Question

Use the Product Rule to differentiate the function. $$ g(x)=\sqrt{x} \sin x $$

Short answer

The derivative of the function \(g(x) = \sqrt{x}\sin{x}\) is \(g'(x) = \frac{\sin{x}}{2\sqrt{x}} + \sqrt{x} \cdot \cos{x}\).

Step-by-step solution

Apply the Product Rule

We start by applying the Product Rule, which states that the derivative of \(f(x) \cdot g(x)\) is \(f'(x) \cdot g(x) + f(x) \cdot g'(x)\). In this case, \(f(x) = \sqrt{x} = x^{1/2}\) and \(g(x) = \sin{x}\). So we need to first compute \(f'(x)\) and \(g'(x)\), and then use them in the Product Rule formula.

Compute the Derivatives of \(f(x)\) and \(g(x)\)

First, the derivative of \(f(x) = x^{1/2}\) is obtained using the power rule. So, \(f'(x) = \frac{1}{2}x^{-1/2}\). And the derivative of \(g(x) = \sin{x}\) is simply \(g'(x) = \cos{x}\). We can now substitute these derivatives back into the Product Rule formula.

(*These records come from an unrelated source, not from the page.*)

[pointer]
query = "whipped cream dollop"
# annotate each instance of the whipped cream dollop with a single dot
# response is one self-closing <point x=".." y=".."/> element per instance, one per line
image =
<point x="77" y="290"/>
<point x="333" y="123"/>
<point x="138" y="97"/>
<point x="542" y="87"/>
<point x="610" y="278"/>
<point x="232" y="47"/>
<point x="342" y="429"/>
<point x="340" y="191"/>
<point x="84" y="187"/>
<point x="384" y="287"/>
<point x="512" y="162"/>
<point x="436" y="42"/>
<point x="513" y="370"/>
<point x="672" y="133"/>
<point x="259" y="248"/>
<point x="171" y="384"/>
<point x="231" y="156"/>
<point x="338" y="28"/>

Substitute Back into the Product Rule Formula

Substituting these values into our formula, we get: \(g'(x) = f'(x) \cdot g(x) + f(x) \cdot g'(x) = \frac{1}{2}x^{-1/2} \cdot \sin{x} + x^{1/2} \cdot \cos{x}\).

Simplify the Result

Our result can be simplified by writing \(x^{-1/2}\) as \(1/\sqrt{x}\), yielding the final answer \(g'(x) = \frac{\sin{x}}{2\sqrt{x}} + \sqrt{x} \cdot \cos{x}\).